Most analysts expect no change in monetary policy until the end of this year at the earliest as the central bank seeks to offset sharp government spending cuts and fall-out from the euro zone debt crisis.

The Monetary Policy Committee -- comprising only eight of the usual nine members until a replacement is found for Kate Barker, whose term ended last month -- also kept its asset-buying target at 200 billion pounds ($291.3 billion), having put it on hold four months ago.

A spike in consumer price inflation to almost double the central bank's 2 percent target has triggered some concerns among policymakers, raising the risk it may start tightening policy sooner than most people think.

However, the central bank believes price pressures will be short-lived and that the large degree of slack in Britain's economy resulting from its deepest downturn since World War Two, will help inflation return to target before the year is out.

Economic recovery has been relatively muted, with GDP growing by just 0.3 percent in the first three months of this year, slower than the 0.4 percent achieved at the end of last year and weaker than the BoE had initially forecast.

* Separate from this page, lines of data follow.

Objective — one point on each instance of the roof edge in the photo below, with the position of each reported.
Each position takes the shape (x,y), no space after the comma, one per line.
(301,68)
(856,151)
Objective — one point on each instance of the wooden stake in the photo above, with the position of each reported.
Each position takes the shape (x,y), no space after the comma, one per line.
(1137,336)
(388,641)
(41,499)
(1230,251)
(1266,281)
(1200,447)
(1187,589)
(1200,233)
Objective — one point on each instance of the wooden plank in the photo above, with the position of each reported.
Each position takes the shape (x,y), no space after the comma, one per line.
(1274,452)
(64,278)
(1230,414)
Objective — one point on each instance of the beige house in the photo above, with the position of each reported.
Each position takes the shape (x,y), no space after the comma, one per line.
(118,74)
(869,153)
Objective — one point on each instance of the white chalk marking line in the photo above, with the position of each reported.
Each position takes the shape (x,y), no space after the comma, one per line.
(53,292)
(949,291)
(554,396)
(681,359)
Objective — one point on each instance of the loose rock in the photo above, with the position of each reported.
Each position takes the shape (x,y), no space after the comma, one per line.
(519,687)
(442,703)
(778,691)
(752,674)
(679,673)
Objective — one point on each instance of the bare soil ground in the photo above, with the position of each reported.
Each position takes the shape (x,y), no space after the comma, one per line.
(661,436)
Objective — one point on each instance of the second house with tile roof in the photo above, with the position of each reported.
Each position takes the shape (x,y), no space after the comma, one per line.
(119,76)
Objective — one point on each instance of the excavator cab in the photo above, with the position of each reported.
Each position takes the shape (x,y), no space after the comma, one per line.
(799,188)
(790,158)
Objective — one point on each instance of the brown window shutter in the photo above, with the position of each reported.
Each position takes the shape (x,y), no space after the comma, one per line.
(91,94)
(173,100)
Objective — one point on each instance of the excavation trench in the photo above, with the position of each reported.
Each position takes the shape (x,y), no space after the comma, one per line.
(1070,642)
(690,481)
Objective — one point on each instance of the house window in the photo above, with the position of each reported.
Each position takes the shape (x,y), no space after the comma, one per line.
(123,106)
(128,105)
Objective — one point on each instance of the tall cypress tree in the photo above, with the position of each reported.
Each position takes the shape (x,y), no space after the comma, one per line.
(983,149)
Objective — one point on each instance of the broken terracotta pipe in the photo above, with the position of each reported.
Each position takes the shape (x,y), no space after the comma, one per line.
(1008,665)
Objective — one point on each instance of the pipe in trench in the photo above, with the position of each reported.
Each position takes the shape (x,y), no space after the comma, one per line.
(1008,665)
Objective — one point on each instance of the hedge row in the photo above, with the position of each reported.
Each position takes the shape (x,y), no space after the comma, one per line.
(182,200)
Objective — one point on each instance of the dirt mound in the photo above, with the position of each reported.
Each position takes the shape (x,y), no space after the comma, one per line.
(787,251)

And there are fears that mass lay-offs in the public sector, which employs a fifth of Britain's workforce, could prompt a renewed weakening in the second half of the year.

Conservative finance minister George Osborne has pledged to cut the country's budget deficit, currently almost 11 percent of GDP, at a significantly accelerated pace, starting with 6 billion pounds of cuts this year.

His first budget later this month is expected to contain a mix of spending cuts and tax rises that could have a profound impact on both growth and inflation.